Don't Mistake Loyalty for Performance

Don’t Mistake Loyalty for Performance

People who were a good fit when you were a small, early-stage company may not be the right fit when your company grows and scales. The people who got you here, may not be the people who can get you to the next level.

They might have been an A-Player once, but performance expectations have outgrown their capabilities. Now this person is a B-Player holding your team back.

It’s a tough decision to remove people who are considered “loyal” employees.

I coach my clients, “Don’t mistake loyalty for performance.” Your duty as a manager is to act in the best interests of the company.

As a personal example, when I was a young sales manager in my late 20’s I inherited an additional sales team as part of a company merger. One of my acquired sales team members was the longest-serving employee in the company we acquired.

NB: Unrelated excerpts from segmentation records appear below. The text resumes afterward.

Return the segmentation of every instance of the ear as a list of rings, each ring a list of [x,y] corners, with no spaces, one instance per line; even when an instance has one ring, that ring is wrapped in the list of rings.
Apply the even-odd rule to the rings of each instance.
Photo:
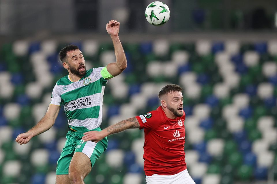
[[[68,67],[68,65],[66,62],[63,62],[63,66],[65,69],[68,69],[69,67]]]
[[[162,107],[165,108],[166,108],[167,106],[166,103],[164,100],[161,100],[161,105],[162,106]]]

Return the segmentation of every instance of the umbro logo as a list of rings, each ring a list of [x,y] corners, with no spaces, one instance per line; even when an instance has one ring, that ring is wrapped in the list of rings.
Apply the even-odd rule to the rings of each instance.
[[[180,133],[180,132],[177,130],[176,130],[176,131],[173,134],[173,136],[174,136],[174,137],[175,137],[175,138],[176,137],[179,137],[181,135],[181,133]]]
[[[80,148],[81,147],[82,147],[82,146],[81,146],[81,145],[78,145],[78,146],[77,146],[76,147],[76,148],[75,148],[75,149],[78,149],[78,148]]]

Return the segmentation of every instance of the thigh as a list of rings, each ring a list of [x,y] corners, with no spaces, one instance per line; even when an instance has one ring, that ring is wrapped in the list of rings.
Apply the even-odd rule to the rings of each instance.
[[[76,152],[69,165],[69,172],[78,173],[83,179],[91,170],[91,163],[87,155],[81,152]]]
[[[195,184],[186,169],[175,175],[172,181],[172,184]]]
[[[170,177],[169,176],[153,175],[146,176],[145,178],[147,184],[169,184]]]
[[[70,184],[68,175],[56,175],[56,184]]]

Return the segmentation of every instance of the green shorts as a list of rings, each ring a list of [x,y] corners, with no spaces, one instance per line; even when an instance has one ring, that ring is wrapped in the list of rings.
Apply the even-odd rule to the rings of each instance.
[[[98,128],[92,130],[101,131]],[[69,131],[66,134],[66,141],[64,147],[61,153],[61,156],[58,160],[56,174],[68,175],[69,164],[75,152],[83,153],[90,159],[91,167],[98,159],[108,146],[108,138],[106,137],[98,142],[91,141],[84,142],[82,137],[85,131],[73,132]]]

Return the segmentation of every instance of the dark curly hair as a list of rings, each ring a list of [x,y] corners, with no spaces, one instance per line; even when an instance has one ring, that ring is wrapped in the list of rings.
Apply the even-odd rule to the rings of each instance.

Geoff (not his real name) was a jovial guy who was very popular with staff and customers. He was almost twice my age and had far more industry experience than me.

Unfortunately, Geoff was set in his ways and not keen to adopt our company sales strategy. It quickly became apparent that his performance was below the standard I required from my team, and he did not appreciate a young whipper snapper like me pointing this out to him.

I gave myself 3 months to see if I could coach Geoff to improve his performance.

Despite training, role-playing, accompanying him on client appointments, and giving feedback, Geoff could not, or would not adopt our sales methodology. His default approach was to be super-friendly to customers, have a chat over a cup of coffee, and hope they subsequently placed orders because of how much they liked him.

To be fair, the customers loved Geoff. He was a great conversationalist and a juicy source of industry gossip. Customers enjoyed taking 10 minutes out of their day to chat with him.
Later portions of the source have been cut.